Professor Alan Fenwick studied both his MSc and PhD here at LSTM, from the years 1962 through 1971. He focussed on Parasitology, and following his time here has gone on to a hugely successful career in the field of Public Health.
Professor Fenwick spent 34 years working in Tanzania, Sudan, and Egypt on the control and research of Schistosomiasis and other Neglected Tropical Diseases (NTDs), before returning to the UK to found the Schistosomiasis Control Initiative (SCI), based at Imperial College, London, of which he was Director for 14 years. The SCI has been recognised as a highly effective charity, and is recommended to private donors by Giving What We Can and GiveWell, because of its assistance in delivering over 140 million praziquantel treatments in 16 countries, at an average cost of just 33 pence per child per year.
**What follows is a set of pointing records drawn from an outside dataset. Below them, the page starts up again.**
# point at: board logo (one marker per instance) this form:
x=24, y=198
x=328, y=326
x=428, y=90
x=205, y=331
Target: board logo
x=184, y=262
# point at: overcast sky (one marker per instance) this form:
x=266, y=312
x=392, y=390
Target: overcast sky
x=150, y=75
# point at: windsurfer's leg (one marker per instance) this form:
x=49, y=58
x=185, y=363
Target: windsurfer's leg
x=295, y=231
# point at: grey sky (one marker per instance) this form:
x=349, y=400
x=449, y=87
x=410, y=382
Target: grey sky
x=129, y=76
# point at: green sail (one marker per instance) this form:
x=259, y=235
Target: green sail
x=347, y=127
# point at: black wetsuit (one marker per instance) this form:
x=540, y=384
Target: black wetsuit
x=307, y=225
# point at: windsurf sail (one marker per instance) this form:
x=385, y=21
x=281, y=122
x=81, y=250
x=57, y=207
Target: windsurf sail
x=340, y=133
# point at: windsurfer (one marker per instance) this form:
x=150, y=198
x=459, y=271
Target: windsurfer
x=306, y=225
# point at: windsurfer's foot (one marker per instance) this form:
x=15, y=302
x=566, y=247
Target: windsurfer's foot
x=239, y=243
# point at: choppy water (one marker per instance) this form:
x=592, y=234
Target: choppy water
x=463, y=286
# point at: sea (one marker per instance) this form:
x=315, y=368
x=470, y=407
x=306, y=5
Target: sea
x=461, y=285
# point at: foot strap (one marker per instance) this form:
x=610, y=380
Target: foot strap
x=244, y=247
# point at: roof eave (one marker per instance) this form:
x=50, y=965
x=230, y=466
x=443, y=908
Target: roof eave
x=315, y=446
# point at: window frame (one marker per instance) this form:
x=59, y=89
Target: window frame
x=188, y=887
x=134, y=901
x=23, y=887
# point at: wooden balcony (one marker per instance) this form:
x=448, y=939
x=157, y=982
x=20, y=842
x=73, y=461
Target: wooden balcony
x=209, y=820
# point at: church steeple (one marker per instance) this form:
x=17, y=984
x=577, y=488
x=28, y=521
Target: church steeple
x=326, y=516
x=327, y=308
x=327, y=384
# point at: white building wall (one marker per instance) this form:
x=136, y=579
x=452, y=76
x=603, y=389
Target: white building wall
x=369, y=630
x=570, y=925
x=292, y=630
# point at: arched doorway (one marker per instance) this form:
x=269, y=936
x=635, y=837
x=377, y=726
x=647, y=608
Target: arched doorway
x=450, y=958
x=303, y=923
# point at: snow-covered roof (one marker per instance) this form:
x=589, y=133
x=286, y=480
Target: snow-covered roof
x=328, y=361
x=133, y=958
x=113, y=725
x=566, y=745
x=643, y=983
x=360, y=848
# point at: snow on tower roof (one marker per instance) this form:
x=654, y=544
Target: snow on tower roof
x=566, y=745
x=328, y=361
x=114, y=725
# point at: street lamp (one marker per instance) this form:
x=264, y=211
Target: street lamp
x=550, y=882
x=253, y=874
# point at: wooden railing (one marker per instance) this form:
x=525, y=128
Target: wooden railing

Professor Fenwick’s exceptional contribution to our understanding of Schistosomiasis has been recognised by the Queen with an OBE, and with other honours in Niger and Burkina Faso. He has also received awards from both the UK Royal Society of Tropical Medicine and Hygiene (RSTMH), and its American counterpart, ASTMH.
Professor Fenwick has recently retired from his role at the SCI, and in his retirement looks forward to lecturing on NTDs at various universities across UK, and helping the Global Schistosomiasis Alliance (GSA) to promote control of schistosomiasis.
• Why did you decide to study your MSc and PhD at LSTM? I was offered the opportunity by Professor William Kershaw after graduating from the University of Liverpool with a degree in Chemistry
• How do you think your time here shaped your future work? Dr Bill Crewe was instrumental in teaching me parasitology and he and Professor Kershaw encouraged me to follow a career overseas with DFID funding
• How would you sum up your time at LSTM? My time at LSTM changed my career path and stimulated a lifelong fascination with parasitic diseases and helminth parasite life cycles.
• What is your proudest achievement My proudest moments were the recognition by the RSTMH and my peers with the award of the Donald MacKay medal and Sir Rickard Christophers medal for lifetime achievements in Tropical Medicine.